The agency declined to answer a question about whether it's investigating the Malwarebytes findings on either phone model.

Other ways for malware to slip in

It's entirely possible phone manufacturers aren't aware of the malicious capabilities of the phones before they go out to users. Instead, thin margins on the devices could lead phone makers to review the software on their phones less thoroughly than a name brand would, said Ken Hyers, a mobile analyst at Strategic Analytics.

Hyers, who wasn't involved in the Malwarebytes research, said he could only speculate about how malicious code got onto the apps.
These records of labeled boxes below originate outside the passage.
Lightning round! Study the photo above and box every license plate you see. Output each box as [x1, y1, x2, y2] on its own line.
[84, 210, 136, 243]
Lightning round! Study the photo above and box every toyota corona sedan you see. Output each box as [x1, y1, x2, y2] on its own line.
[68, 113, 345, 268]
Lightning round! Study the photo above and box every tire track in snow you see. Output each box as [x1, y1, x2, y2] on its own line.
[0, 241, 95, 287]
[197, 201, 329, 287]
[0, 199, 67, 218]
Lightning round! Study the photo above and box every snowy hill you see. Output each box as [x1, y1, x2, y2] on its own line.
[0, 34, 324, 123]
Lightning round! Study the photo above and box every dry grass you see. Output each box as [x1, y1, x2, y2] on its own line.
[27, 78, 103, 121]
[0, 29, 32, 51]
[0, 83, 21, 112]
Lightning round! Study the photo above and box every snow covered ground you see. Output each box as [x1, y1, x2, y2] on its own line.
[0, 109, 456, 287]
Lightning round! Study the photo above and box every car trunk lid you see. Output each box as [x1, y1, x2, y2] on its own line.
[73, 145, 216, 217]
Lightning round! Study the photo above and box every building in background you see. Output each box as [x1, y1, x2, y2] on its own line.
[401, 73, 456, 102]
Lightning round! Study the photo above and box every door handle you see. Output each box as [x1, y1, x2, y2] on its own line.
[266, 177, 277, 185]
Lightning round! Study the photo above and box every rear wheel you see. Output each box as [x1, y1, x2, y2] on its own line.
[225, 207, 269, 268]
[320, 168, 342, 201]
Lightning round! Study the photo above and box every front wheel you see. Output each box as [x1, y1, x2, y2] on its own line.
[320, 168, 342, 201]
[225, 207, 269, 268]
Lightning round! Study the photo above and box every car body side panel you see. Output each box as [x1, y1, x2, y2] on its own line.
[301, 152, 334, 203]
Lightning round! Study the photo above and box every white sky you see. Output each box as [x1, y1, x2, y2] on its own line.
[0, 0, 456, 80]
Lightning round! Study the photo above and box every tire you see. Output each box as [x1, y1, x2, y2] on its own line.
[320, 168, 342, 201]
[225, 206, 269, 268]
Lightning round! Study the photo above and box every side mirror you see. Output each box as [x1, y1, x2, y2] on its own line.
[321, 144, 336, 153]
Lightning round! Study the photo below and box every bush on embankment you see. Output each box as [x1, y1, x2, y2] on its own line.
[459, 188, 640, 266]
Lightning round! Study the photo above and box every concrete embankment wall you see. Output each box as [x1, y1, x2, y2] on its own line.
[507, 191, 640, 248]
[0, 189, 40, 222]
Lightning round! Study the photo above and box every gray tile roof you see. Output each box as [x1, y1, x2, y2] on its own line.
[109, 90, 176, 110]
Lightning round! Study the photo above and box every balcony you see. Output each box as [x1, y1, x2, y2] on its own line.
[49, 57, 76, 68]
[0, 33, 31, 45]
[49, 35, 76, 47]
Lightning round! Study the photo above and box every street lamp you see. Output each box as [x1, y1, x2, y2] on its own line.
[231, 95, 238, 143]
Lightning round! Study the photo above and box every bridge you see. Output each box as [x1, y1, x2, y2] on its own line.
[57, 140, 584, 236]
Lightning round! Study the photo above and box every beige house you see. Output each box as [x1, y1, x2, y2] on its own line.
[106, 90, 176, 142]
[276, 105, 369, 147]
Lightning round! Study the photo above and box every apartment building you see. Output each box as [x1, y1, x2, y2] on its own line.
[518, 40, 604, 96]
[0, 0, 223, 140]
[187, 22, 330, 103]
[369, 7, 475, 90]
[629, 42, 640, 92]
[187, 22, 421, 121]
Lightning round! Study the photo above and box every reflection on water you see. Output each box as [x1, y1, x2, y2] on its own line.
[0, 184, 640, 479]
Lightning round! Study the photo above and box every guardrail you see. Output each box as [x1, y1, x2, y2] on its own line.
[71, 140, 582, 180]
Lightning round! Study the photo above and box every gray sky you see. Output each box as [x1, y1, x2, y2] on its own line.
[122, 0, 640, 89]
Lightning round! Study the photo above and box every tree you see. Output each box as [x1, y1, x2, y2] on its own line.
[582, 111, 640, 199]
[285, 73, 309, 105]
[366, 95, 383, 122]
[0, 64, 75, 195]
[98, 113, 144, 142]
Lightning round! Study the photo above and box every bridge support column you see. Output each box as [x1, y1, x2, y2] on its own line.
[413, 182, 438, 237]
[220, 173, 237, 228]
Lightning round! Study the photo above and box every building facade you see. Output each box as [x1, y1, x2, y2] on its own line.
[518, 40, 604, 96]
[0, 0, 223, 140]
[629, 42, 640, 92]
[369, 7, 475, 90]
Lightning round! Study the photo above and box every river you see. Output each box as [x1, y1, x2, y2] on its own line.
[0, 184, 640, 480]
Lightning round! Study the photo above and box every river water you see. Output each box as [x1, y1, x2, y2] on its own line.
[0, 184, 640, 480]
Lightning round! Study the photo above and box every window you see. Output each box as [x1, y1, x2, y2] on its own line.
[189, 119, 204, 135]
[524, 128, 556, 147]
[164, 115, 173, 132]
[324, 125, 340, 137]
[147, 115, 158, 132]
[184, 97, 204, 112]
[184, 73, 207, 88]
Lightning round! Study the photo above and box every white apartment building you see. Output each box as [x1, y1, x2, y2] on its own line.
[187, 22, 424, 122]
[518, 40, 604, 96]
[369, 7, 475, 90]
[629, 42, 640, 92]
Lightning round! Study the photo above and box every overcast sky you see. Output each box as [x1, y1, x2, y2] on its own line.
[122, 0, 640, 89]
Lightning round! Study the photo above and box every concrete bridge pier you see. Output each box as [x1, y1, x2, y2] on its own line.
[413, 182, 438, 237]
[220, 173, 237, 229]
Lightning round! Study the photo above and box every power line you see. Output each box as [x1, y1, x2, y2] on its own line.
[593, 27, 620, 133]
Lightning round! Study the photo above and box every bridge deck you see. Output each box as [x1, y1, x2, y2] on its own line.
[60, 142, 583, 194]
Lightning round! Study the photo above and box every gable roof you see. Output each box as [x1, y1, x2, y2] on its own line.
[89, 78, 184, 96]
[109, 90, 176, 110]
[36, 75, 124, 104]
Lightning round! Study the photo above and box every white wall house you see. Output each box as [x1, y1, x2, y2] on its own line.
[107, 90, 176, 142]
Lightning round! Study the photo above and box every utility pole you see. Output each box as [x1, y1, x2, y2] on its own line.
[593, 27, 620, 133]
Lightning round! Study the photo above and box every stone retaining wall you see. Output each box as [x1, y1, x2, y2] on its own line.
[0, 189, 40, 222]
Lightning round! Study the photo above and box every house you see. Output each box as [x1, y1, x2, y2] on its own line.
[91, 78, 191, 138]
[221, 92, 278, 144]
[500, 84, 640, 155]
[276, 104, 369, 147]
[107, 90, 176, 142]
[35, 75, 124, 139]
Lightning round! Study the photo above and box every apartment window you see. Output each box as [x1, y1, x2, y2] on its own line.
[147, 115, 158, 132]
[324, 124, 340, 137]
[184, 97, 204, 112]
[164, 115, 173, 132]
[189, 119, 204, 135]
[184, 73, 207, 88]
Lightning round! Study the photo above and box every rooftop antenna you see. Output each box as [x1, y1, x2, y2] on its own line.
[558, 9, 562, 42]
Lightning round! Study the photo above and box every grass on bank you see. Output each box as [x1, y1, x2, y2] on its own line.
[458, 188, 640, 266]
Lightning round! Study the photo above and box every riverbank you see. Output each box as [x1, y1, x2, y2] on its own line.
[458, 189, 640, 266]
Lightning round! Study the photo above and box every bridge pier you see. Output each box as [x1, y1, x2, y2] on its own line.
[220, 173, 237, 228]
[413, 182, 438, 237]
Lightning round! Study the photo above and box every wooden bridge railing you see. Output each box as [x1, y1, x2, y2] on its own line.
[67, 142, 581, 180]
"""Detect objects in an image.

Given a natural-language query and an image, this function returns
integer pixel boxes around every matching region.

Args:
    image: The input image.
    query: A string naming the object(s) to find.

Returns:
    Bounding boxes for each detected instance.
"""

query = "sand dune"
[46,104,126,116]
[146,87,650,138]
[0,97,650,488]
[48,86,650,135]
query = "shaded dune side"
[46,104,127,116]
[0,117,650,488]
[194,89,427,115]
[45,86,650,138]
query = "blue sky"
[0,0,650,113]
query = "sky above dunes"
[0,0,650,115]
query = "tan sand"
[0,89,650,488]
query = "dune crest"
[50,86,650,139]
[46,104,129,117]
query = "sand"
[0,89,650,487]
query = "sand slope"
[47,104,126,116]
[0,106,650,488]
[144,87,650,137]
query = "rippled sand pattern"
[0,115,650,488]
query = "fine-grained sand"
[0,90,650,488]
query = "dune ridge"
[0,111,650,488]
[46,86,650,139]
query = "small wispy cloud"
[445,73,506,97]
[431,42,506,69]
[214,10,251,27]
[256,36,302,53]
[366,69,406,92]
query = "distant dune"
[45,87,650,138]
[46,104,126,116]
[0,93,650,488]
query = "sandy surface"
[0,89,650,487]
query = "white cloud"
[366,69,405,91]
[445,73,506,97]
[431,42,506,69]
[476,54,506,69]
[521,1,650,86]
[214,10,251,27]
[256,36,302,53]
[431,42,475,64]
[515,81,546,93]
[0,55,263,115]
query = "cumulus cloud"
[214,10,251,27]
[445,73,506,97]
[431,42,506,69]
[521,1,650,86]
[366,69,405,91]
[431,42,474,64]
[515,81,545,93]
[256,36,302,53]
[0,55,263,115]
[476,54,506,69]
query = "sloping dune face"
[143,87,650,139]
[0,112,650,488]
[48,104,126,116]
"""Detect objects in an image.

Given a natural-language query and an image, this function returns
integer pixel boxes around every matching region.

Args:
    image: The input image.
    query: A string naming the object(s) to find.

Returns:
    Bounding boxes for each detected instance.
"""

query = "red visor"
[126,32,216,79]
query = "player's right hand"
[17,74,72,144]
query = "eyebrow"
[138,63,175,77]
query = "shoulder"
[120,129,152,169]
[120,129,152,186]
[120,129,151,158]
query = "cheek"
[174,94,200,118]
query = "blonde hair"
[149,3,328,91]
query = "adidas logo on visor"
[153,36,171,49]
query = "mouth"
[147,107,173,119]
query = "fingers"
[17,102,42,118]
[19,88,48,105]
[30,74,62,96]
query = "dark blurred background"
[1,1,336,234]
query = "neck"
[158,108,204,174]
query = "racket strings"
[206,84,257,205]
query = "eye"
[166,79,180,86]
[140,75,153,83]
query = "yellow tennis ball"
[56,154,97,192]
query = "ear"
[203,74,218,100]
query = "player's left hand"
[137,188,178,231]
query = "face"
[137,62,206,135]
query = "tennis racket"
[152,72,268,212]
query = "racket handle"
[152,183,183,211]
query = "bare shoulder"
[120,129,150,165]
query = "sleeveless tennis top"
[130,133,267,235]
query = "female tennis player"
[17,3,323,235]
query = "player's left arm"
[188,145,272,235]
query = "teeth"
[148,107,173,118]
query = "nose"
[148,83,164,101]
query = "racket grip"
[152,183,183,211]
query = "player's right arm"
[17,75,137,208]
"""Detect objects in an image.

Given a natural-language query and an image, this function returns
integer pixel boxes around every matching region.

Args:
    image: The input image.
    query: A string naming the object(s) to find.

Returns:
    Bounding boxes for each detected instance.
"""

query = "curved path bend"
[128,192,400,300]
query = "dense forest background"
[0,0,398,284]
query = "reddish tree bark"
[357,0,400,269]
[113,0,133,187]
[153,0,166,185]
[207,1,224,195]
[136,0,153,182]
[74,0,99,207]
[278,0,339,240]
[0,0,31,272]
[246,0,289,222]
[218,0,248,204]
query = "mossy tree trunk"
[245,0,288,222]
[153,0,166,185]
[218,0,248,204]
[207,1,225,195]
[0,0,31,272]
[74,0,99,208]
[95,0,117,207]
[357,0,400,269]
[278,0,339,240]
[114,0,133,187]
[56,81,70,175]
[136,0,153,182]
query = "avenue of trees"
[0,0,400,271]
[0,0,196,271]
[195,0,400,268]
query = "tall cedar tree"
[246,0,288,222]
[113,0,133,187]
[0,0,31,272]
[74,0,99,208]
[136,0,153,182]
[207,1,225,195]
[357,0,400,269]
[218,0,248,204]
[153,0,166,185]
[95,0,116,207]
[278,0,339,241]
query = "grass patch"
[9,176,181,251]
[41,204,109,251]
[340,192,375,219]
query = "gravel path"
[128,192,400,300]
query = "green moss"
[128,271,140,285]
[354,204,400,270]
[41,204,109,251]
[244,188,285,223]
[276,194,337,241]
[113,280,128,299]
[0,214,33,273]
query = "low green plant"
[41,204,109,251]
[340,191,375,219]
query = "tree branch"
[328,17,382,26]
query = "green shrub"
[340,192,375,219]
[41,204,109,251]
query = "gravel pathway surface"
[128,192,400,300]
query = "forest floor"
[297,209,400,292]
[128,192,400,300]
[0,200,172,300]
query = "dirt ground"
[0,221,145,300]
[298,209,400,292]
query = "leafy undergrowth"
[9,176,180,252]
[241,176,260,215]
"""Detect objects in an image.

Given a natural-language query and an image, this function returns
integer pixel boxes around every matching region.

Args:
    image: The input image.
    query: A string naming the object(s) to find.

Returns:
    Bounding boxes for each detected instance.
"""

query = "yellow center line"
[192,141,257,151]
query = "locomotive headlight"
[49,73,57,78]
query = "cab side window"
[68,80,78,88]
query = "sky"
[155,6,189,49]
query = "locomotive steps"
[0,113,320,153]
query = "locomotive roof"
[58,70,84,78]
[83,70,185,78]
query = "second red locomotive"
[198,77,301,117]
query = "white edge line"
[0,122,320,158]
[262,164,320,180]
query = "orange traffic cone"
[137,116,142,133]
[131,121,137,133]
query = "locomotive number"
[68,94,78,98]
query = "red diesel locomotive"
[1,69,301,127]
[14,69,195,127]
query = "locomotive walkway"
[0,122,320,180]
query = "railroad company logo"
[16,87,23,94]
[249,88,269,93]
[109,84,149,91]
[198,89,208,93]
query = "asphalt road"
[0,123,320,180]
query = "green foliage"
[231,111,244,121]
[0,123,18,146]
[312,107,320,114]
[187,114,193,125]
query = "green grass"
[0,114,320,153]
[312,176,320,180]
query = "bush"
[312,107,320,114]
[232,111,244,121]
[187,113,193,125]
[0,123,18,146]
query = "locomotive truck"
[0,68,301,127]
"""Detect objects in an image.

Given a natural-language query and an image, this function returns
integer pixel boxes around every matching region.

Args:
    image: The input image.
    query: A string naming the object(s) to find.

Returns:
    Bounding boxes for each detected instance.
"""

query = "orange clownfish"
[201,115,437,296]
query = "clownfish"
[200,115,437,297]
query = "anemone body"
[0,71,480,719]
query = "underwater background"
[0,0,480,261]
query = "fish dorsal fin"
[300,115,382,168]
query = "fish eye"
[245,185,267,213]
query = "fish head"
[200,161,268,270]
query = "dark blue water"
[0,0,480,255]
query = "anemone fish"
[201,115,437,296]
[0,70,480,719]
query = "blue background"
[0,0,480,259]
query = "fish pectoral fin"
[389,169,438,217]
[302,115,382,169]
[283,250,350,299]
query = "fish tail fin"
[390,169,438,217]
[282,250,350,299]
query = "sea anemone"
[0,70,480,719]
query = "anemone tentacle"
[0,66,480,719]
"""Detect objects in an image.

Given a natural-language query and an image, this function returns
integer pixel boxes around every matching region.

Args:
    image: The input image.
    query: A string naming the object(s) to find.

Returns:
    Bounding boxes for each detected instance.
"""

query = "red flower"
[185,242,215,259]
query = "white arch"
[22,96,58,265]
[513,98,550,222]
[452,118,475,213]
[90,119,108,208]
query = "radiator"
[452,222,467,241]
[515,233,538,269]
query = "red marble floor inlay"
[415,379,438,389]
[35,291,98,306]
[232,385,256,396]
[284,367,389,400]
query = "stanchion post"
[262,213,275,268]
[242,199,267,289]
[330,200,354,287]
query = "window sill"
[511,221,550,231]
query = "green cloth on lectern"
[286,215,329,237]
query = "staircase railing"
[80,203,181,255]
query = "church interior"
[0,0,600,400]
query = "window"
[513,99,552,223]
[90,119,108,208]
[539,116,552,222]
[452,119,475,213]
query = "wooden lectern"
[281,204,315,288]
A plausible place for it to happen, he said, would be what's called a software review house -- a third-party service that reviews code for phone makers before it gets installed onto devices. 

Someone working in the review house could slip the malicious code into the apps, Hyers said.

"Unless they were compared line by line with the code sent out to the testing house," he said. "you wouldn't find it."

Unusable Lifeline phones

Anwar, 37, said he works a low-wage job and lives with roommates in Virginia. He hasn't ordered a new device through the Lifeline program. Instead, he's using a phone he received as a gift, and a friend is paying the monthly fees.

He hopes that donating his Lifeline phone to Malwarebytes will help bring attention to the problem for other Lifeline users. Phones aren't a luxury, he said. Everyone needs a phone to apply for jobs, call 911, contact doctors and stay in touch with loved ones.

"Every single user of cell phones deserves the right to have unobstructed phone call and text message access," he said.